Republicos.co.id, Jakarta -Health Morning Budi Gunadi Sadikin mengatakan satu dari delapan orang menderita gangguan kejiwaan dalam laporan Organisasi Kesehatan Dunia (WHO). Menurutnya, dengan hubungan seperti itu, Anda dapat membayangkan bahwa 28 juta orang Indonesia memiliki masalah.
Baca Juga : Bima Sakti: Jepang akan Bermain Cepat, Ngotot, dan Menekan, Indonesia Harus Siap
“Karena itu mirip dengan HIV, penyakit stigmatisasi, istilah orang takut untuk mengatakan bahwa dia sakit mental. Tidak pernah mengatakan di internet, dan saya sakit mental.
Oleh karena itu, kesehatan mental adalah salah satu hal yang terbukti dalam Program Inspeksi Kesehatan Gratis (PKG), mulai dari usia sekolah, yaitu 7 tahun bagi orang tua. Dia menjelaskan bahwa psikiatri sama pentingnya dengan tes utama, seperti pemeriksaan darah.

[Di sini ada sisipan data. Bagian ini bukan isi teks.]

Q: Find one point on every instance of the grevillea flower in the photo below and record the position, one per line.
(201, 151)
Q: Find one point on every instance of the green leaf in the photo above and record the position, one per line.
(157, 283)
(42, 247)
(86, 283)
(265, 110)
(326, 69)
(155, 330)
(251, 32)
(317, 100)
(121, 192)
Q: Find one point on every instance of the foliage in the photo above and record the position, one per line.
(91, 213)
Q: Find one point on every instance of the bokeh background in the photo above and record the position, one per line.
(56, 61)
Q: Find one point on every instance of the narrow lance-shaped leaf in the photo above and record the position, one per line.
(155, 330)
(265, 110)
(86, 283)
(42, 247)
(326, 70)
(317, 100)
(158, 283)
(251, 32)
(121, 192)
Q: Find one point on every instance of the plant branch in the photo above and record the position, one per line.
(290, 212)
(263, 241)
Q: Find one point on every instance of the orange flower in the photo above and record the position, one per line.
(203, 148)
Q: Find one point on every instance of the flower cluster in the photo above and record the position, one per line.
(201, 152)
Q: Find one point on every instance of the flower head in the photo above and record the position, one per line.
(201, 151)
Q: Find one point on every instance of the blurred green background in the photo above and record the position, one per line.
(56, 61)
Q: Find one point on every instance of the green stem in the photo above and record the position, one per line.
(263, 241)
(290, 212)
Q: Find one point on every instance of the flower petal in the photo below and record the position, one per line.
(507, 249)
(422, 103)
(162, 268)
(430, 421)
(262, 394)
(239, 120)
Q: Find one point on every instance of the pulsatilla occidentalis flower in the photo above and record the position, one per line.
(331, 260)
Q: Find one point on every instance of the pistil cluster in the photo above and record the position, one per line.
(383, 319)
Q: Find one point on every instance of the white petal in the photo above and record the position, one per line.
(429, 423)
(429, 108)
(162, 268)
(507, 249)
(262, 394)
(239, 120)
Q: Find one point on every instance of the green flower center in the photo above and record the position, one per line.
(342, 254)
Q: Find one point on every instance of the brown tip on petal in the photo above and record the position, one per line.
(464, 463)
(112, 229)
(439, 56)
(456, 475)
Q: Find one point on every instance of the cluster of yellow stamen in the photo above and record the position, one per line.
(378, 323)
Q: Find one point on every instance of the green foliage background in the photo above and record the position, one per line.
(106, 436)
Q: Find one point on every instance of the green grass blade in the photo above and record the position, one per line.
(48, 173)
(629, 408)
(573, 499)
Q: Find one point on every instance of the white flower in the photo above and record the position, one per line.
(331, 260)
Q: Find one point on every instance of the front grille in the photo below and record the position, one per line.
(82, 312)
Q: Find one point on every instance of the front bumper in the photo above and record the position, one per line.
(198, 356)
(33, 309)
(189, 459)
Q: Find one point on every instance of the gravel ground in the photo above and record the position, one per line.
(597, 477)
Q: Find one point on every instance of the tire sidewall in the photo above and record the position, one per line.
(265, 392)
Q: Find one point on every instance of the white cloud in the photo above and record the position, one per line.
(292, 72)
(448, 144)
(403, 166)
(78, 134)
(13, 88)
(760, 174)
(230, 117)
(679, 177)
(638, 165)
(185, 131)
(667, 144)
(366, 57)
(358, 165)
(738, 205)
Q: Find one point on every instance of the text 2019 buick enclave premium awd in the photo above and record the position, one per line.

PKG, partainya menggunakan kuesioner untuk menentukan jenis masalah mental.
“Ada banyak ADHD, ada bulimia, gangguan makan, autisme, gangguan neuro,” katanya.
Ketika datang untuk menanganinya, itu bisa menjadi konsultasi dengan psikolog atau farmakolog, yang merupakan obat jika masalah kejiwaan sulit. Dia mengatakan partainya sedang berusaha mengembangkan bidang pemecahan masalah kejiwaan, setidaknya dalam bentuk konsultasi psikologis. “Kami akan melihat farmakologi,” katanya.
Baca Juga : Mudik Pakai Mobil Listrik? PLN Siapkan Seribu SPKLU di Jalur Mudik Utama
Disebutkan dari Penelitian Kesehatan Indonesia (SKI) pada tahun 2023, prevalensi orang-orang dengan gejala depresi tertinggi adalah kaum muda (15-24 tahun), wanita, pendidikan tinggi, non-kerja, masih di sekolah, dan staf yang tidak memiliki pengalaman seperti pekerja, pengemudi, rumah. Sementara itu, secara nasional, prevalensi depresi di Indonesia pada usia berapa pun adalah 1,4 persen. Prevalensi populasi dengan depresi terbesar adalah di Jawa Barat, dan Bali terendah.
Hanya 10,4 persen. Orang muda dengan depresi berusaha untuk diobati. Terlepas dari prevalensi depresi terbesar, kelompok ini sebenarnya adalah pengobatan paling sedikit.